Orthography refers to the rules for writing a language, such as conventions of spelling and punctuation. In an alphabetic script, this also includes its grapheme-phoneme (letter-sound) correspondences.[1] Sometimes writing system is defined in the same way as 'orthography', but this also has the meaning of how a set of signs is used to write a language systematically (e.g. alphabetically or syllabically).

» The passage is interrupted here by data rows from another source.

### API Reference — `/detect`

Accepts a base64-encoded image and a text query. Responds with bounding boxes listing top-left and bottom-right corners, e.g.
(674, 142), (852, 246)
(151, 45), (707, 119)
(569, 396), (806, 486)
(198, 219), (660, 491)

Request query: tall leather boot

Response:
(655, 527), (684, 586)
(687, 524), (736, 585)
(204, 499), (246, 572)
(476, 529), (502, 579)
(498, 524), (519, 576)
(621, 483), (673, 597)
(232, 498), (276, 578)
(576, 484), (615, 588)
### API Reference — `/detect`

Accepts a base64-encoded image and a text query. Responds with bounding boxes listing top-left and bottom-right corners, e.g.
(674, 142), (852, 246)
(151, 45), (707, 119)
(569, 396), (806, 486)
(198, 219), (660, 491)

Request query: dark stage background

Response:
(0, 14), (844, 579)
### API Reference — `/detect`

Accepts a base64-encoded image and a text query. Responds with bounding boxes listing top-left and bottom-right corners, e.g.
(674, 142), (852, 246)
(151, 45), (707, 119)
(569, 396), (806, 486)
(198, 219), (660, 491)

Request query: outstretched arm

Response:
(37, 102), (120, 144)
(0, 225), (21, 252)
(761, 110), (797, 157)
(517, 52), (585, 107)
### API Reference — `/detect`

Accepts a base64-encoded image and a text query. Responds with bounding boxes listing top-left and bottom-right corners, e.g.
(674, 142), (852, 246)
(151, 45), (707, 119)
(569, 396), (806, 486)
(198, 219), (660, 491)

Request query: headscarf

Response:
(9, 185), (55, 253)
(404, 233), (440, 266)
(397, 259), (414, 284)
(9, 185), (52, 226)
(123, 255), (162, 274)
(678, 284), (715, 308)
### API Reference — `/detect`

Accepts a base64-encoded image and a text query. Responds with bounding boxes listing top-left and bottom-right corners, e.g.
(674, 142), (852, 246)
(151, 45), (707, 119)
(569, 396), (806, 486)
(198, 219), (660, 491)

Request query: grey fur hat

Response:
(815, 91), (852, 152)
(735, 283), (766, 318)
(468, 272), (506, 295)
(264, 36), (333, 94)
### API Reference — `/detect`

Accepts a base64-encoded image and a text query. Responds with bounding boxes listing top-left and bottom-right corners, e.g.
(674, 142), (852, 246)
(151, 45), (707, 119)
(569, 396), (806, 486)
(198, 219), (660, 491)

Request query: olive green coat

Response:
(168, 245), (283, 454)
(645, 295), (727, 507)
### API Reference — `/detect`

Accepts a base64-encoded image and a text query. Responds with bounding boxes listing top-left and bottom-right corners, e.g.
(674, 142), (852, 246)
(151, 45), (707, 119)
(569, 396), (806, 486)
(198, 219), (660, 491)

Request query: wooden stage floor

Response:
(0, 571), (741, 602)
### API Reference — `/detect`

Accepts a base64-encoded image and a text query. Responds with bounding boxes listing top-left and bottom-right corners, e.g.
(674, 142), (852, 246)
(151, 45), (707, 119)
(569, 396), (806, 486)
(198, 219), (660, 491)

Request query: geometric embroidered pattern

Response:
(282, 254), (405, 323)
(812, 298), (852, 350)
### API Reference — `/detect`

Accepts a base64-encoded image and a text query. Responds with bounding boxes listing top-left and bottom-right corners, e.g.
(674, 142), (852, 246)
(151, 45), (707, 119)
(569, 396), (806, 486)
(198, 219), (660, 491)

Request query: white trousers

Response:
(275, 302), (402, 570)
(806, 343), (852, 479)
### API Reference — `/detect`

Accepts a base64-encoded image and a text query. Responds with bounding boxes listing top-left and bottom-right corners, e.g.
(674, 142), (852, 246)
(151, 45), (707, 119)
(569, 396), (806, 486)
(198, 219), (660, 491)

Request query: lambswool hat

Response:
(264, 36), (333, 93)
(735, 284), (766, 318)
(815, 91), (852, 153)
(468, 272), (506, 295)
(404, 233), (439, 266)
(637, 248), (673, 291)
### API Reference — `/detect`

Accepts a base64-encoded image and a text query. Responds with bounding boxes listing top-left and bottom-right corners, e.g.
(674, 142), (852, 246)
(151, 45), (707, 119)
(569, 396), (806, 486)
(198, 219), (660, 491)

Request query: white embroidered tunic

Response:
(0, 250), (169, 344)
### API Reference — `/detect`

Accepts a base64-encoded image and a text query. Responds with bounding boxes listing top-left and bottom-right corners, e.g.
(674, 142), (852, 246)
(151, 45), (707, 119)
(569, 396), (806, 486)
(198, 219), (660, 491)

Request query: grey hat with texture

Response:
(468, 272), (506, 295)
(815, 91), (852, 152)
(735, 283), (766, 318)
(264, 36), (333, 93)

The Roman alphabet serves to illustrate the difference between these terms. It is a single script and a single writing system, but each language it is used for has a different orthography.[2] Therefore it is appropriate to discuss 'English orthography' and 'French orthography' as different, though they use the same script. For example, both use the 'digraph' (two letters in combination) <ch>,[3] but in French it represents /ʃ/ as in chat 'cat' while in English it can be /tʃ/, /k/ or /ʃ/ as in church, chemistry and champagne. Orthography also covers differences between varieties of the same language, such as the presence or absence of <u> in words such as colour in British and American English. Some languages, such as Japanese, use more than one kind of writing system in their overall written language system; in these cases, orthographic rules determine which system is used, e.g. for example, katakana (カタカナ) is typically used for words of recent foreign origin, or to emphasise words or phrases. In English orthography, this is achieved by italics, bold or CAPITAL letters.

Footnotes

  1. Script refers to the actual appearance of the symbols - as letters, in the case of an alphabetic script.
  2. Cook & Bassetti (2005: 2-3).
  3. Angle brackets indicate a letter of an alphabet.